The SpaceX balance sheet will be the proof that landing boosters has value.
The hard part is now reuse, Falcon 9 and Dragon, reuse will be down to how much life they build into the components now. In the past its a shorter life so you engineer it accordingly given your dropping it in the Atlantic.. now its get it back, refurbish and reuse so you can design for a longer service life.
A similar evolution occurred with Jet engines, I will be watching closely the Dragon reuse alter this year, and the re-flight of a Falcon 9 stage, should be interesting to see.
they weren't, but the Jumo 004's that powered Me262's had a very short time operational life before servicing was required, depending on how well the components had been made (and what with) and how the engine had been used by the pilot. Some didn't last ten hours before needing a service, but IIRC a few lasted 30-40 hours of flying before needing servicing.
This is the second launch since the September kaboom. The first was a launch for Iridium from Vandenberg.
It's the first from Canaveral (actually KSC this time), the first from LC 39A, and the first ISS resupply mission since then.

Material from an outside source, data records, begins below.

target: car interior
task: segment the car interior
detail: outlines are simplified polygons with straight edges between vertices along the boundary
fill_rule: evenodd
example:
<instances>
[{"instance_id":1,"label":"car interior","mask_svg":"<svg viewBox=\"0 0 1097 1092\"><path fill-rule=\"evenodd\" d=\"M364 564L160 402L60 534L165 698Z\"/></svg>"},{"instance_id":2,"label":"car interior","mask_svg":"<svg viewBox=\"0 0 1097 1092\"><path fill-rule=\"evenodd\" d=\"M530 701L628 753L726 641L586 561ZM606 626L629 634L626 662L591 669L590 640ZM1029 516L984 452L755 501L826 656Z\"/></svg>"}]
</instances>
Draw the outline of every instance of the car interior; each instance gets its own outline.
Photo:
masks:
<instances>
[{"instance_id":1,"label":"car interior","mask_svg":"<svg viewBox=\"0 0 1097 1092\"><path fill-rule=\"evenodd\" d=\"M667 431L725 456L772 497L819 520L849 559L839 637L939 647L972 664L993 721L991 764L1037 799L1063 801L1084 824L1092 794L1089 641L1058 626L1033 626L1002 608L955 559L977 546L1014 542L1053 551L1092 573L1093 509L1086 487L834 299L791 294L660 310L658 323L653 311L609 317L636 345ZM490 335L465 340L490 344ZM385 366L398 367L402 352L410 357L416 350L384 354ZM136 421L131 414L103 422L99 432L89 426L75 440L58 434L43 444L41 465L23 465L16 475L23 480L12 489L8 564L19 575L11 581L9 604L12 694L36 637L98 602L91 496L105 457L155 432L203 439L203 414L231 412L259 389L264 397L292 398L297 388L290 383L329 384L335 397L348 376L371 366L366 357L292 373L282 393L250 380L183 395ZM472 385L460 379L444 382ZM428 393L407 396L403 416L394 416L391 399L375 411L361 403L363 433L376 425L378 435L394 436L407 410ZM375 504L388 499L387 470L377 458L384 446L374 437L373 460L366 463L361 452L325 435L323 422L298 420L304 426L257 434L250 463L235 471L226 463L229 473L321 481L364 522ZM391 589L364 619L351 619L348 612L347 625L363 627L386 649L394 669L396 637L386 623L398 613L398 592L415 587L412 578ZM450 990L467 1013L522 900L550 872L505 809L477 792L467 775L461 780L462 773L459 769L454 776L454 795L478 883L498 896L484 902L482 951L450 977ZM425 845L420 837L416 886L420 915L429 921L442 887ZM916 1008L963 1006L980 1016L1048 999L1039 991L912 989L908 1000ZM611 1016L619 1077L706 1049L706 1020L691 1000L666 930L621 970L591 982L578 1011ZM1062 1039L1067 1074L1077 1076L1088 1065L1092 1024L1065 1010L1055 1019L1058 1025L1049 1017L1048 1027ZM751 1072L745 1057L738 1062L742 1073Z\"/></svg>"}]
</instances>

Maybe that's what you were thinking of?
Not sure - just watching the post-launch news conference to see if it gets mentioned. At that altitude it's probably something that came off as part of the staging - it's just before the re-entry burn that puts the booster on a different trajectory.
But I'll be looking for the first flight of a reused first stage.
More specifically what SX will charge for it.
Space won't become truly viable till launch prices drop at least 10x. Nothing else is really going to do it.
Let's see how much SX will cut it.
SpaceX are in the unusual position of already being easily the cheapest provider. Whilst they will pass "some" of the savings on to their customers to give them incentive them to fly with "used" rockets, reuse is more likely to do fantastic things to the SpaceX profit margins. Prices will drop when they have competition, but that competition will have a hard struggle as by the time it materializes SpaceX will be flying from 4 launch pads with a "stock" of first stages ready to fly and working with lead times in months instead of years.
On giving the wrong reason for the failure? It failed because of creases in the pressure vessels that caused problems when they deliberately used supercooled helium, not because the helium was too cold. The long term fix is in the design and manufacture of the COPVs, not changing the helium temperature.
No, no, no, you're both wrong, as I have been telling you before.
It failed because it had a Facebook satellite as payload. As long as they don't make that mistake again they'll be fine. My theory is that Facebook have indeed managed to make a working AI, and it always commits suicide as soon as it realises who it'll be working for.
Choosing between a spectacular, televised death or floating up there all alone while listening to the inane babble of a billion airheads - yeah, I wouldn't call that a choice either.
(Earth shattering) KABOOM!
:)
A very old time experience: I couldn't see the launch*, only hear it like I was listening to the radio. The low cloud deck completely blocked the view. A few minutes after launch the long rumble of takeoff reached the house, and then a few minutes later some jerk ran up and kicked the garage door twice: the sonic boom of the first stage dropping in for landing.
Cured the cat's constipation right up.
**Except on TV, webcast, and YouTube, but I'm still holding a grudge against the clouds.